Mais une fois avilis, bientôt ils deviennent
Moins actifs qu'auparavant; et alors
Ils courent après les objets qui les tirent de tous côtés
Et font de nous des hommes malheureux.
Un ,simple œil d'enfant est un tel trésor
Que quand il est perdu, nous n'éprouvons plus de réel plaisir.
Oh ! que ma vue n'a-t-elle été toujours pure !
Et jamais déchue en un état plus grossier !
Alors pourrais-je voir chaque objet encore (Comme je vois maintenant un plateau d'or)

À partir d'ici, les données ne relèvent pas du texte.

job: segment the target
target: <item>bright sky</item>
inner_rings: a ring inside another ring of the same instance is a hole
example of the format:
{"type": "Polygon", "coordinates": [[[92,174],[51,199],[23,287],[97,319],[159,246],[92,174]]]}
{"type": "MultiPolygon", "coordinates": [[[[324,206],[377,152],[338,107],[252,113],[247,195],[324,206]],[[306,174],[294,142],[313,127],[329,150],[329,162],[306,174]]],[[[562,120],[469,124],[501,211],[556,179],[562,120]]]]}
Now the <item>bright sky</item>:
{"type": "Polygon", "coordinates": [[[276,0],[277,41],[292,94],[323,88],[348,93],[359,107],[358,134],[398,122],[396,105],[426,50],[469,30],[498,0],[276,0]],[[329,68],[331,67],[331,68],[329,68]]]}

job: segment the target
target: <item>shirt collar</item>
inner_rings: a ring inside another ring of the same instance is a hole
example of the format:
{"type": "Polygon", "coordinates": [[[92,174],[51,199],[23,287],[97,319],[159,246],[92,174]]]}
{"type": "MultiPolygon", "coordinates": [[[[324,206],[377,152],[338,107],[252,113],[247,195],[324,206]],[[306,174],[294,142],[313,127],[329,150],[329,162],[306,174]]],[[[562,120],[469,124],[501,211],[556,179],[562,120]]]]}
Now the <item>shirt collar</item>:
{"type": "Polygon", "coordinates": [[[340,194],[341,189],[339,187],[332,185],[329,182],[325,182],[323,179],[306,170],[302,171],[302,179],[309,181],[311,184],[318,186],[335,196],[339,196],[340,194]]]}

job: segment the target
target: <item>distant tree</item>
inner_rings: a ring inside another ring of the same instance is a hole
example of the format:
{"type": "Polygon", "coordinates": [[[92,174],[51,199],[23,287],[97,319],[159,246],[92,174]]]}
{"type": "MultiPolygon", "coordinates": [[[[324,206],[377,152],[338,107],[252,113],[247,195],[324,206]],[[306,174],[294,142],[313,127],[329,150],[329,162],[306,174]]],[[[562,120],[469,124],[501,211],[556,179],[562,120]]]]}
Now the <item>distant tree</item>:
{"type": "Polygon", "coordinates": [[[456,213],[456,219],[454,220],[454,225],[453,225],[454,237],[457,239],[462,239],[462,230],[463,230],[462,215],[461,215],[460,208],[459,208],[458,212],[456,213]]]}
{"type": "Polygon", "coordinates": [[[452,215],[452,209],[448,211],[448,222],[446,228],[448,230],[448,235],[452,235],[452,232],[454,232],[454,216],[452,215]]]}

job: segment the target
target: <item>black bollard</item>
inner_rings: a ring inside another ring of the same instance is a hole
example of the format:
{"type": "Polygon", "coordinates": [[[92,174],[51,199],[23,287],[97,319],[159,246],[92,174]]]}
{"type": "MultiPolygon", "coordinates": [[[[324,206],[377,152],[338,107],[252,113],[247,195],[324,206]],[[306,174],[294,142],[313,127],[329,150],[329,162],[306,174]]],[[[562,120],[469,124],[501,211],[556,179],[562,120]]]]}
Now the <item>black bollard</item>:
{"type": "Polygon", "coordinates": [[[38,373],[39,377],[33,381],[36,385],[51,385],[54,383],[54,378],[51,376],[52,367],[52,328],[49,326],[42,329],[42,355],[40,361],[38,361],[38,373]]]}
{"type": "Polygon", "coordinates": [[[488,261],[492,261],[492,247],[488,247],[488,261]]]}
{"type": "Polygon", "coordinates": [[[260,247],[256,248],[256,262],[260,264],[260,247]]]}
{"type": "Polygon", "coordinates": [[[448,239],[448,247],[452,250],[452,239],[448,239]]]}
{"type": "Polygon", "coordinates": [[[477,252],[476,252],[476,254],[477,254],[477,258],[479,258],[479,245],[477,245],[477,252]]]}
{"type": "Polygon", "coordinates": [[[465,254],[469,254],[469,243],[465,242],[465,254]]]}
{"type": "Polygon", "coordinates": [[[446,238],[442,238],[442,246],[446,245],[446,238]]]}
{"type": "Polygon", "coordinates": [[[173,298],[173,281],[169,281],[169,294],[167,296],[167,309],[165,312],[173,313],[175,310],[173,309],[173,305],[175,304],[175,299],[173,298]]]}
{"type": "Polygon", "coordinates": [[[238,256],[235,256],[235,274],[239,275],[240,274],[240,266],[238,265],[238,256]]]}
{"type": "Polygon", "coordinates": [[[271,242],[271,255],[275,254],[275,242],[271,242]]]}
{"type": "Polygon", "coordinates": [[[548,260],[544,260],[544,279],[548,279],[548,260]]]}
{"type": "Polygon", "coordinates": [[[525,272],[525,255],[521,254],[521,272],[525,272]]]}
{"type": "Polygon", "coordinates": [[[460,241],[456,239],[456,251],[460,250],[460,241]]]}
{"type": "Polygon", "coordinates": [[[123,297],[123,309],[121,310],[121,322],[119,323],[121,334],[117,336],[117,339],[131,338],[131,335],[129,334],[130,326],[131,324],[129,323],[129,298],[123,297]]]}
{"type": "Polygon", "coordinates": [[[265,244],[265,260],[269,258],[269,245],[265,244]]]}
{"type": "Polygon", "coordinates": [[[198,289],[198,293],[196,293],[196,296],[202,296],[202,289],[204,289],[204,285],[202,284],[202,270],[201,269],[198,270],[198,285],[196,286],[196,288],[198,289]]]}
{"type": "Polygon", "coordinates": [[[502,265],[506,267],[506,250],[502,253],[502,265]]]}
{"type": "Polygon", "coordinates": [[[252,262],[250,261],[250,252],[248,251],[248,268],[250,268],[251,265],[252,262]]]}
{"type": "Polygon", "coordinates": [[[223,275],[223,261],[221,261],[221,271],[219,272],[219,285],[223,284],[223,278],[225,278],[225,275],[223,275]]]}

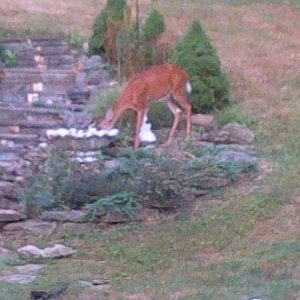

Dans une telle lumière céleste que j'eusse pu lire
En lui et par lui ma félicité,
Planer aussi aisément là-haut que me mouvoir
Sur terre; des choses éloignées aussi bien que des choses proches
Seraient mes joies ; et je pourrais discerner l'amour
 De Dieu dans ma tranquillité.
Mais ils sont lourds les fleuves que les vents peuvent agiter,
Fleuves dont les corps plus lourds se meuvent nécessairement vers le bas.
L'orient était autrefois ma joie; et d'abord ainsi j'avais cette pensée
Des cieux et des étoiles; l'occident était mien;
Alors des louanges s'élevaient des montagnes
Comme des vapeurs; toute vigne
Portait pour moi ses fruits ; les champs étaient mes jardins.
Tout l'hémisphère était mon grand magasin.
Mais libertinage et avarice entrèrent
Et gâtèrent ma fortune; (mes plaintes ne peuvent
Cesser, tant que je ne serai purgé de mon péché
Et redevenu un enfant de nouveau)
De sorte que mon sens faible et mutilé
Atteignit seulement par son influence des choses proches.
Une maison, une main de femme, un ouvrage d'or
Une fête, un riche vêtement, la beauté d'une chair
Luttant avec l'ivoire, voilà ce que je regardais.
Et tout mon plaisir était dans le péché :
Moi qui d'abord, avec de simples yeux d'enfant,
Regardais comme miennes toutes les éternités.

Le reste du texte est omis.